The Framingham Study is probably the most famous long-term medical study ever designed. Founded in 1948 to identify risk factors for heart disease, it began by following 5209 people from the city of Framingham, Massachusetts. It was so successful, definitively showing the importance of smoking, high blood pressure, cholesterol, diabetes, and inactivity in causing coronary heart disease, that a second group of about 5000 people were added in 1971—the children of the first group, along with their spouses. Less well-known, but also teeming with useful insights is another epidemiological study, this one conducted in a suburb of Rotterdam, Holland (A. Hofman, P. deJong, C. van Duijn et al, “Epidemiology of Neurologic Diseases in Elderly People: What Did We Learn from the Rotterdam Study?” Lancet Neurology 2006; 5: 545-50).

The Rotterdam Study has been following a group of men and women since 1990 and is concerned with finding potentially modifiable factors that put older people at risk of debilitating chronic disease. It recruited just under 8000 people over the age of 55, with the oldest participant age 106. Each study member was put through a 2-hour interview at home and a 5-hour battery of tests. On average the examinations were repeated every 3 years, focusing on the heart, the blood vessels, eyes, skeleton, and brain.

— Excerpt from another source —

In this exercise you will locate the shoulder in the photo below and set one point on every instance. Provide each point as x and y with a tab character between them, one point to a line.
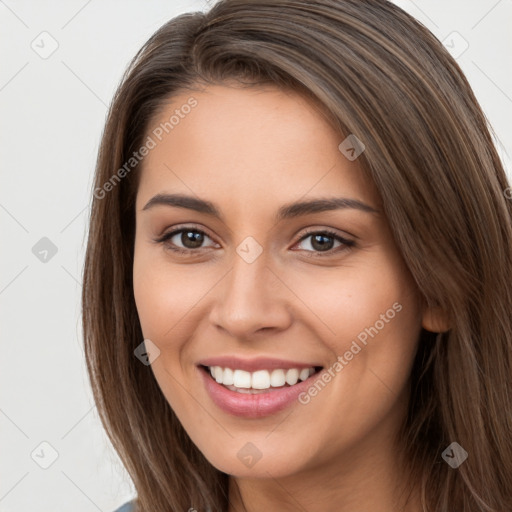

Just as the Framingham Study was particularly concerned with heart disease, the Rotterdam Study was especially interested in understanding more about neurologic disease (such as dementia and Parkinson’s disease), visual problems (mainly macular degeneration), and problems with mobility (arising principally from osteoporosis and fractures). The investigators found that by age 85, about 20% of the study group had dementia, and by age 95, the percentage had risen to over 40%. But they also found that the same factors that are associated with heart disease—high blood pressure, cholesterol, and cigarette smoking, along with diabetes—are associated with dementia. And those factors appeared to be important not just for the development of “vascular dementia,” or the dementia arising from multiple strokes, but also for producing Alzheimer’s disease.

The good news from Rotterdam, confirming earlier findings from smaller studies, is that we may be able to prevent dementia in the elderly, or at least delay its clinical manifestations, by treating high blood pressure, lowering cholesterol, avoiding smoking, and preventing or treating diabetes. It remains to be demonstrated that actually doing all these things will in fact make a difference, but it seems well worth a try.